From a producer’s perspective it highlights the need to have a good legal framework. Most agreements for writers or designers already include a warranty by the artist that they’re not infringing on someone else’s copyright, but just try checking if that’s true. As legal challenges against software companies increase, we don’t yet know how they might impact consumers actually using the AI itself. Could someone “making” work generated by AI be sued for using someone else’s copyrighted material? (I’m reliably told — under Chatham House rules — that UK law is unlikely to result in this compared to US law, but it’s untested). And can we really trust AI not to pirate work we feed into it to use in future, even if it promises not to when we “opt-out”? In any case, there are some indications that the government is thinking about this.
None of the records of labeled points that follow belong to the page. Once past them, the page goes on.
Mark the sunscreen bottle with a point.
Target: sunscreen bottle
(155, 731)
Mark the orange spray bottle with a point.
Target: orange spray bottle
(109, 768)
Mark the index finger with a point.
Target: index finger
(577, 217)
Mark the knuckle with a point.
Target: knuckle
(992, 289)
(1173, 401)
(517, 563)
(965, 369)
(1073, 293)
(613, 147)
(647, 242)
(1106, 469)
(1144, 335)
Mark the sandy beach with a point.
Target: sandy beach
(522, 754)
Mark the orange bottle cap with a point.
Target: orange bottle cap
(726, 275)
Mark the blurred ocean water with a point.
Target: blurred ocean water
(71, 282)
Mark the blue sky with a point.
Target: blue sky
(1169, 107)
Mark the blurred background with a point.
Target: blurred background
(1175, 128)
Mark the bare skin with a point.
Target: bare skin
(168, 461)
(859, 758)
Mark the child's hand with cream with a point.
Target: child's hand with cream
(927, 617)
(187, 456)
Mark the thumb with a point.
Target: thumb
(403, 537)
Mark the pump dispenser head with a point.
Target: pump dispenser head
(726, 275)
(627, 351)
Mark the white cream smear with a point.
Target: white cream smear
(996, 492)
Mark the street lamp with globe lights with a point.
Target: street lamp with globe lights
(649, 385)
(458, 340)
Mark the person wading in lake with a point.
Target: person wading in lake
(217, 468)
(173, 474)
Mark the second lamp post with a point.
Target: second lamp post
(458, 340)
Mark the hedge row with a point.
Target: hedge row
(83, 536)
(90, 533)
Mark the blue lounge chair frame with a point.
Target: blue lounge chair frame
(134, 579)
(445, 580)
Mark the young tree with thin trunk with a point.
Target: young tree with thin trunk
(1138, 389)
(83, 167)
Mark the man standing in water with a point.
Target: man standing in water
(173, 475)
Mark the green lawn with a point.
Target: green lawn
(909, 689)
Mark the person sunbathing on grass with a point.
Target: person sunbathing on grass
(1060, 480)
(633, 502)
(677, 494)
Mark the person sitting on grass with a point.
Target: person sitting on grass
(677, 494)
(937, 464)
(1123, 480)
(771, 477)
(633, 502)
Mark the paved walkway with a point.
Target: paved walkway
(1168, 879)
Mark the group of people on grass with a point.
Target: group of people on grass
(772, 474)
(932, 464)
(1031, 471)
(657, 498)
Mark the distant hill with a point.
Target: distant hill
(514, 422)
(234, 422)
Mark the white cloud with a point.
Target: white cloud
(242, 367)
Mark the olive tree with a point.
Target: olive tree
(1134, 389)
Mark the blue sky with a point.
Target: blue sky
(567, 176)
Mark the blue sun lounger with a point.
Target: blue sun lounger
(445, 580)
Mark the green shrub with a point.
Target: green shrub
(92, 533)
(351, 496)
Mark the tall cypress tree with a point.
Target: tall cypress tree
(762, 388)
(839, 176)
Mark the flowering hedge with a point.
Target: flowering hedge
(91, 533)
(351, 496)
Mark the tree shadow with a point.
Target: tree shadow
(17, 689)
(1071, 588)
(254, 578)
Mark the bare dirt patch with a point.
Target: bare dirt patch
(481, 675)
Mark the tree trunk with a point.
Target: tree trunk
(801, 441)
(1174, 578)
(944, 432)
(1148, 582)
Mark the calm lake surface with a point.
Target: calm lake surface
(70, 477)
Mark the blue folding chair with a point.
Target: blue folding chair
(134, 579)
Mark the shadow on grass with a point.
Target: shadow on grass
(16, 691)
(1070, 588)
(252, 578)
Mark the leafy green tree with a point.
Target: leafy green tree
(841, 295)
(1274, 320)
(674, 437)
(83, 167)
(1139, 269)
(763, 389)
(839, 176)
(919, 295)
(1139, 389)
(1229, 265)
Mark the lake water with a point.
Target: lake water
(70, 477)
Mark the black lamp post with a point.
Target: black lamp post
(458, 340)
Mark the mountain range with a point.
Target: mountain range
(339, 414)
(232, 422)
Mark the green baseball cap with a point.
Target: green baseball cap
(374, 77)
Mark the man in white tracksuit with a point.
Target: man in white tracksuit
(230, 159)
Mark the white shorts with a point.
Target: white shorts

I have a straightforward-sounding policy that I’m trying to stick to for moral rather than legal reasons: if you used AI to generate your work, I’m not working on it. That’s not the same as using AI to help you administrate it.
Even if you do want to create something with AI… Is it really necessary to use it to create plays written by long-dead playwrights? Anthony Horowitz didn’t need AI to write further James Bond novels, nor did Brandon Sanderson to finish The Wheel of Time, both after their original authors’ deaths. There would be nothing wrong with commissioning a living writer to make something “in the style” of Molière. Let’s not give up on humans just yet.